Tal es la atmósfera que Ryu Murakami expone en Azul casi transparente, novela que en 1976 rompió los cánones narrativos hasta entonces ponderados por la conservadora crítica especializada. La obra recibió el prestigioso Premio Akutagawa, galardón que se entrega desde 1935 en homenaje al escritor neorrealista Ryonosuke Akutagawa, ícono literario en el país del sol naciente, que mantenía vivo el encanto por las historias del Japón feudal. Para muchos, el que una novela considerada barata y pornográfica recibiera tal distinción, significó un insulto a la memoria estética y un pavoroso signo de degradación. Una parte del jurado dimitió en protesta antes de conocerse el fallo, un millón y medio de ejemplares fueron vendidos en un semestre y, tres años después, Murakami llevaba al cine la adaptación de su sórdida historia.
Ese mismo año, 1979, una leyenda viva de la literatura mundial saltaba al escenario: Haruki Murakami (dueño mayoritario de la fama del apellido) publicó para la revista Gunzo su opera prima Escucha la canción del viento. Aunque alejado del estilo crudo de Ryu, Haruki ha abanderado la exploración de nuevos y osados caminos narrativos con una obra vibrante, llena de mundos paralelos, transfiguraciones y miradas melancólicas. Si espléndidamente Tanizaki exaltaba la sombra y Kawabata la nieve, los dos murakamis (sin parentesco, ni amistad) esculpían, con historias alienantes y occidentalizadas, un nuevo modelo alejado de la barrera tradicionalista, de la cerca electrificada entre lo alto y lo bajo, lo culto y lo pop.
VIOLENCIA ROSA, DECADENCIA PERSISTENTE
La perversión, el realismo decadente y el sexo crudo, definían las historias del 'pinku eiga' o 'pinky violence', subgénero cinematográfico que cobró auge en los setenta y que el propio Ryu Murakami cultivó dos décadas después al llevar a la pantalla la adaptación de su novela Topazu, conocida en Occidente con un título mucho más explícito: Tokyo decadence.

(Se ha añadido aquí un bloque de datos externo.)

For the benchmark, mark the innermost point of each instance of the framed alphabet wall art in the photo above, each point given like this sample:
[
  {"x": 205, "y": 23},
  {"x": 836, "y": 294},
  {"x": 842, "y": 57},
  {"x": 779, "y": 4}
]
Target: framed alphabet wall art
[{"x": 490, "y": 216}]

La novela, publicada en 1988, cuenta la historia de Ai, una estudiante avenida a prostituta en aquel Tokio desenfrenado que, ignorando la fragilidad de su burbuja económica, cultivaba un hedonismo decadente que pagaría caro durante la recesión de los noventa. En aquel ambiente de “riqueza sin dignidad”, como uno de los personajes lo describe, Ai complacía las depravaciones de oficinistas frustrados y hombres de negocios adictos al sadomasoquismo y a las fantasías que implicaban la humillación sexual de la mujer. Atrapada en ese laberinto de perdición y deseando recuperar el amor de Satoh, la tímida joven recurre a una adivinadora, quien le aconseja portar un anillo de topacio, elemento que da el título original a la historia.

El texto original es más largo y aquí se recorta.